OOD Generalization — PARA vs ACT

Compared PARA (pixel-aligned heatmap) vs ACT (CLS-token regression) on out-of-distribution generalization across object positions, camera viewpoints, and visual distractors. Both models use DINOv2 ViT-S/16 backbone, teleport servo evaluation, zero rotation, clean scene, 10 min training.

Summary Results

Key experiments — largest PARA vs ACT deltas
Experiment	OOD Axis	PARA	ACT	Delta
Left → Right position extrapolation	Object position	54%	1%	+53%
Near → Far position extrapolation	Object position	46%	7%	+39%
Default → All viewpoints (zero-shot)	Camera viewpoint	61%	24%	+37%
Distractor robustness	Visual clutter	60%	40%	+20%

Stage indicators in eval videos: ✔ PLACE = full success (green), ↑ GRASP = bowl lifted but not placed (yellow), ✘ MISS = didn't grasp (red).

Training Data

Object position dataset: 16×16 grid (256 trajectories) across a 39cm × 60cm workspace. Viewpoint dataset: 8×8 viewpoint grid (θ_max=25°) with random positions. Natural-start servo replay, clean scene, 448×448 RGB.

1. Left → Right Position Extrapolation (PARA 54% vs ACT 1%)

Train on left half of position grid (128 demos), test on right half. PARA's pixel-aligned heatmap follows the object.
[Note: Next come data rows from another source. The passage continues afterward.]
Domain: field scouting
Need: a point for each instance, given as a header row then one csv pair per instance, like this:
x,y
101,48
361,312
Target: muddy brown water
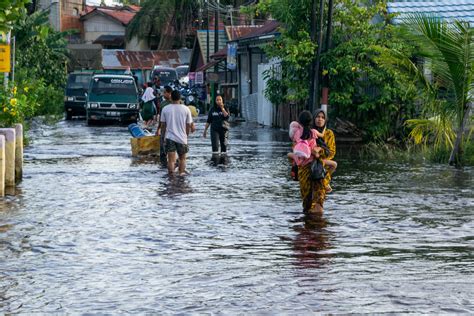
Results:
x,y
92,229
ACT's absolute coordinate regression cannot extrapolate.

Green = 128 training positions (left half). Blue = 20 test positions (right half).
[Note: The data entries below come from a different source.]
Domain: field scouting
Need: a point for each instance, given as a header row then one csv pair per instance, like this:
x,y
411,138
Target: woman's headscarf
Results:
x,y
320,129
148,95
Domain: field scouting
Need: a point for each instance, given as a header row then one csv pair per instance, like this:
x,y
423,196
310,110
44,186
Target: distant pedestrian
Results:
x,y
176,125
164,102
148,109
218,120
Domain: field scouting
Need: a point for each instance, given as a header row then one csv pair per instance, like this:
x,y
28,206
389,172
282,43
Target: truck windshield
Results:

PARA — 5×5 OOD test positions. Green = placed, yellow = grasped, red = missed.

ACT — same positions. Almost all red (miss).
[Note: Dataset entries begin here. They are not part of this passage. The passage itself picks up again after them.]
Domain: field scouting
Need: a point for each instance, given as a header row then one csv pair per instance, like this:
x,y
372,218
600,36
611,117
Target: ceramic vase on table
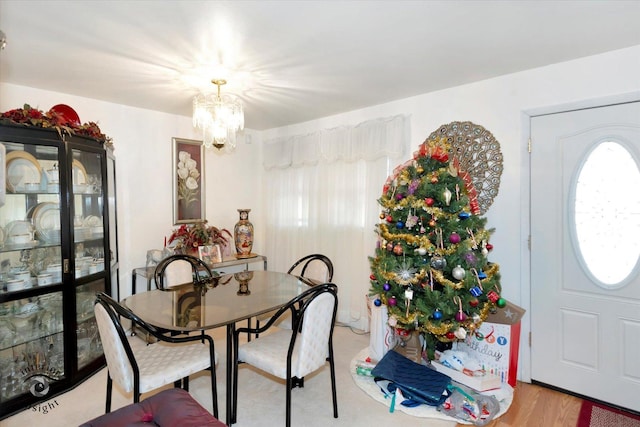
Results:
x,y
243,235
2. Near → Far Position Extrapolation (PARA 46% vs ACT 7%)

Train on near half (closer to robot), test on far half. Tests depth-axis extrapolation.

Green = 128 training positions (near half). Blue = 20 test positions (far half).

PARA — 5×5 OOD test positions across the far half.

ACT — same positions. Mostly misses, some grasps but almost no placements.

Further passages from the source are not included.